Building research reveals most black and disabled people working in construction do not feel secure in their job
A majority of black and disabled people working in construction do not feel secure in their jobs and believe they have been discriminated against when applying for work, according to Building’s most comprehensive diversity survey yet.
The responses show a gulf between the experience of able-bodied white people and those who are disabled or from an ethnic minority background – in particular those who are black.
Nearly two-thirds of disabled people and 58% of black people said they did not feel secure in their job – compared with 41% for white people and the same figure for able-bodied respondents.
Until diversity is a priority […] it will continue to limit our ability to attract diverse talent
Carol Hosey, Mace
Some 76% of black people said there had been an occasion when they felt their chance of getting a job was lowered because of their ethnicity – more than twice the number of white people who said the same. The figure was 55% for people of Asian descent, 53% for people of mixed heritage and 34% for white people.
Amanda Clack, head of strategic advisory at property firm CBRE, admitted: “When you look at some of the results […] it makes you think ‘wow, it’s shocking that we’re still at that point’.”
And Mace HR director Carol Hosey said the results showed why the industry is still struggling to attract staff who are not male and white: “Until diversity is recognised as a priority […] it will continue to limit our ability to attract diverse talent.”
Other findings revealed that 78% of black people said they felt their chances for career progression had been hampered by their ethnicity – with one-third of black respondents saying they felt this “all the time”. The corresponding figure for white people was 41% and 10%.
Of disabled respondents, 62% said they felt their chance of being accepted for a job had been lowered, and 73% said they had felt their chances for career progression had been undermined.
Black people and disabled people were also more than twice as likely to have been discouraged from entering the industry, with almost one-third from each category having been advised against construction.
Yvonne Smyth, group head of diversity and inclusion at recruiter Hays, which carried out the survey – answered by more than 1,000 people – said: “Most organisations would be quick to refute any suggestion progression is limited [because of discrimination]. However, employers need to be aware these perceptions do exist.”
Building’s survey also revealed a scepticism about the ability of leaders to affect change.

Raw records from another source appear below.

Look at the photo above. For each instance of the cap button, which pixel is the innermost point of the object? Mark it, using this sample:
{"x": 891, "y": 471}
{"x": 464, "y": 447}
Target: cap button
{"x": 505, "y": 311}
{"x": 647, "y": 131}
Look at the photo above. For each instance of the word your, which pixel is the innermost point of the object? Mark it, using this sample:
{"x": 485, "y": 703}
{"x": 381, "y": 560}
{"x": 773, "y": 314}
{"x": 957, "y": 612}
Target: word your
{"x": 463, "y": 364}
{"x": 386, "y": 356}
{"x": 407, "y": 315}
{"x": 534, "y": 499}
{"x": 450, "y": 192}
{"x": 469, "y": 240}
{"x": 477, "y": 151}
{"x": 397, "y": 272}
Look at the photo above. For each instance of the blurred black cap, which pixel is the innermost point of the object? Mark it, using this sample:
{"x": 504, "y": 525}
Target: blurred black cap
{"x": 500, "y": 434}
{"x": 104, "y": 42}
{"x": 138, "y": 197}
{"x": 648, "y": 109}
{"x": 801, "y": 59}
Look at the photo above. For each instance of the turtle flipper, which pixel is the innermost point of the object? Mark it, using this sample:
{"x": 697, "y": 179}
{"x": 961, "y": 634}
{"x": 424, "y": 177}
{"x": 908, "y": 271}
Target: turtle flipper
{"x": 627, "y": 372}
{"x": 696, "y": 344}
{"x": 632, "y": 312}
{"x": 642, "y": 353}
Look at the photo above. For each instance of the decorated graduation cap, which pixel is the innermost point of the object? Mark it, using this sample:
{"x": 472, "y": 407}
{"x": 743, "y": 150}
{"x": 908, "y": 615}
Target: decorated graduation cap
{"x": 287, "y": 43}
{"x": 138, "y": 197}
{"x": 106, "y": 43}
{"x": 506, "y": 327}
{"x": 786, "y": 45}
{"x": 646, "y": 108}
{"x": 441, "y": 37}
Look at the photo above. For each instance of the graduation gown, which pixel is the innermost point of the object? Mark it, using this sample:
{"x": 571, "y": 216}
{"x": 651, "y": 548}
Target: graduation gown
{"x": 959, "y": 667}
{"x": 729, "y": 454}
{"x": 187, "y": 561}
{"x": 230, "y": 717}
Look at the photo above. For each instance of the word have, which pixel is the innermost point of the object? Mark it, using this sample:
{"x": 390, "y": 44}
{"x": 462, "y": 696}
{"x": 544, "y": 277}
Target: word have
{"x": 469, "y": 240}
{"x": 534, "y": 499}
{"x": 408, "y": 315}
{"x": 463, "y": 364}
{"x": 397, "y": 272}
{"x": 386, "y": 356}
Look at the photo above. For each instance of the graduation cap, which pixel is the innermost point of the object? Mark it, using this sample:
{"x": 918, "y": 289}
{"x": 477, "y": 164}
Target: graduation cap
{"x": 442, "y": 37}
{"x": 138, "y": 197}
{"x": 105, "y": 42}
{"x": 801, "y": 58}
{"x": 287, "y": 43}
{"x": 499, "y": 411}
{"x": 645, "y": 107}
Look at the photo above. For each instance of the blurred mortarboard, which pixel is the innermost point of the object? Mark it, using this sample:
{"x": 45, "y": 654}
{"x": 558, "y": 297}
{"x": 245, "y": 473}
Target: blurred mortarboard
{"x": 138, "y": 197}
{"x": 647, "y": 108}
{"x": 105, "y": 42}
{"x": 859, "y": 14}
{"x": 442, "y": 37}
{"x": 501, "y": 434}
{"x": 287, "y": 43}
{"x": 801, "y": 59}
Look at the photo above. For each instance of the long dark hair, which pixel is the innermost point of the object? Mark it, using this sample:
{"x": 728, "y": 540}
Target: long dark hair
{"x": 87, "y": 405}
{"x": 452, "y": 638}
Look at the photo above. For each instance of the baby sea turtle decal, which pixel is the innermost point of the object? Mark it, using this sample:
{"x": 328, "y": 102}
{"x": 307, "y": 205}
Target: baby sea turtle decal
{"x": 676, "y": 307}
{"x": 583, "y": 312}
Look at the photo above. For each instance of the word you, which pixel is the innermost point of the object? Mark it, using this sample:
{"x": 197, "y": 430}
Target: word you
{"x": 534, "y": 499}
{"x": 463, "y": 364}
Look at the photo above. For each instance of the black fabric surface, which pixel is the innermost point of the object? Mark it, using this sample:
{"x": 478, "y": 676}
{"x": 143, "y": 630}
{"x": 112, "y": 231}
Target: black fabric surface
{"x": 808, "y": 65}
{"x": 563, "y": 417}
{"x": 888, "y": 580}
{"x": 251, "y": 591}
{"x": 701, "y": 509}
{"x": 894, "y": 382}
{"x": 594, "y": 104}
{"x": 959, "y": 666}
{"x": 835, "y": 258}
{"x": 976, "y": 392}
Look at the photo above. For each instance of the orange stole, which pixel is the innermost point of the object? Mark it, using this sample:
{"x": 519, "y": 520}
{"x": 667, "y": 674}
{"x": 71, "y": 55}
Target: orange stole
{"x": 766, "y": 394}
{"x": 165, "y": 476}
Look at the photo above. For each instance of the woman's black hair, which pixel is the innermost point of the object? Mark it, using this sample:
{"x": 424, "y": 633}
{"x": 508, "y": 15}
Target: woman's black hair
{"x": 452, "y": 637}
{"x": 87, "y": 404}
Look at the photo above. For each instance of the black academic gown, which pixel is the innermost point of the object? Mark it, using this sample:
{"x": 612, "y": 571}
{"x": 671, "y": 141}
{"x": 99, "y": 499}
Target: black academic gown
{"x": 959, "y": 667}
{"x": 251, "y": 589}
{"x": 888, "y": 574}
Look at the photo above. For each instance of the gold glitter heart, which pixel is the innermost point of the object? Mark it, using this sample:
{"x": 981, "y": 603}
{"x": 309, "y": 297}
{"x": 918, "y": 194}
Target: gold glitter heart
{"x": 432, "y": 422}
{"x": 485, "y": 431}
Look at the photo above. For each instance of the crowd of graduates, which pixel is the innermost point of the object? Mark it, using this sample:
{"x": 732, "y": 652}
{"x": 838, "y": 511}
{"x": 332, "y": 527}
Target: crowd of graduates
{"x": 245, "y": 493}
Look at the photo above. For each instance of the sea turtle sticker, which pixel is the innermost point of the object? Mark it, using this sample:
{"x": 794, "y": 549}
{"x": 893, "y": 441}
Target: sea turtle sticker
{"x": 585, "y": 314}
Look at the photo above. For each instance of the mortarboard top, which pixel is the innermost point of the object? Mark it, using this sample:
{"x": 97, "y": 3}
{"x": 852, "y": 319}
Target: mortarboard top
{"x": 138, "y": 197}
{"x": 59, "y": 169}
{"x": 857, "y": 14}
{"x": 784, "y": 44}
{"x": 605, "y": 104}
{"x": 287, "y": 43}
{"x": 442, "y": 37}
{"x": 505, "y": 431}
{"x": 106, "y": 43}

Most respondents – 60% – think construction leaders have a bias towards people who look, think or act like them, with less than 20% of those asked disagreeing.
Mary Pierre-Harvey, the first black female estates director in the UK, at Oxford Brookes University, said: “My experience is that line managers have attended training on diversity and inclusion because it was mandatory but that has not been enough to change their stereotypical views and less favourable treatment of black staff.”